Spectroscopic ellipsometry as a complementary tool for studying luminescent polymers: Poly(p-phenylenevinylene) as a particular case

•Novel approach for studying poly(p-phenylenevinylene) by ellipsometry.•Comparative analyses – optical properties of light-emitting polymers.•Accurate optical parameters of light-emitting polymers – PPV and derivatives.•Properties of electroluminescent films discussed in terms of spectroscopic results.
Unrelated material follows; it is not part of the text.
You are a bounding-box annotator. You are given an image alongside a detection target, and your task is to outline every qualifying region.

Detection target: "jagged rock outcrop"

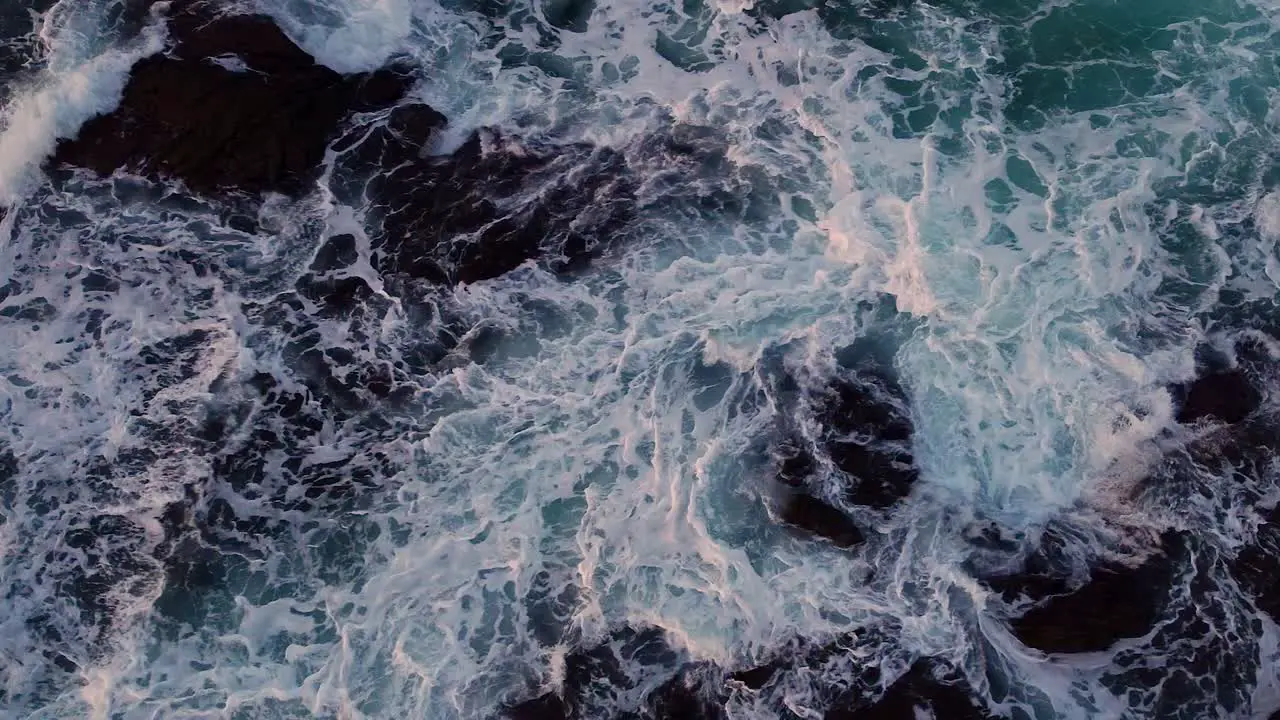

A novel approach for studying the thermal conversion of poly-p-xylylidene tetrahydrothiophenium chloride (PTHT) into poly(p-phenylenevinylene) (PPV) films has been proposed on the basis of calculated optical parameters. Spin-cast PTHT films were thermally converted into partially conjugated PPV films over conversion temperatures ranging from 22 °C to 200 °C. A strong correlation between refractive index (n) and damping constant extinction coefficient (k) was verified by spectroscopic ellipsometry (SE) for the films studied in the visible range of energy. The conversion temperature has a strong influence on the values of n and k, which were theoretically modeled using a Lorentz harmonic oscillator analysis. The films were also studied by spectroscopic techniques (photoluminescence, FTIR, and UV–VIS), and it was verified that the values of n decrease with increasing the amount of CC groups present along the polymer chains, as a strong evidence that both structure and optical properties of thermally converted PPV films can be directly compared. The optical properties of the PPV films were also compared with those of two electroluminescent derivatives in which side chains are introduced into the phenyl ring of PPV, poly(2-methoxy-5-hexyloxy)-p-phenylenevinylene) (MH-PPV) and poly(3-methoxy-5-dodecyloxy-p-phenylene–vinylene) (MD-PPV).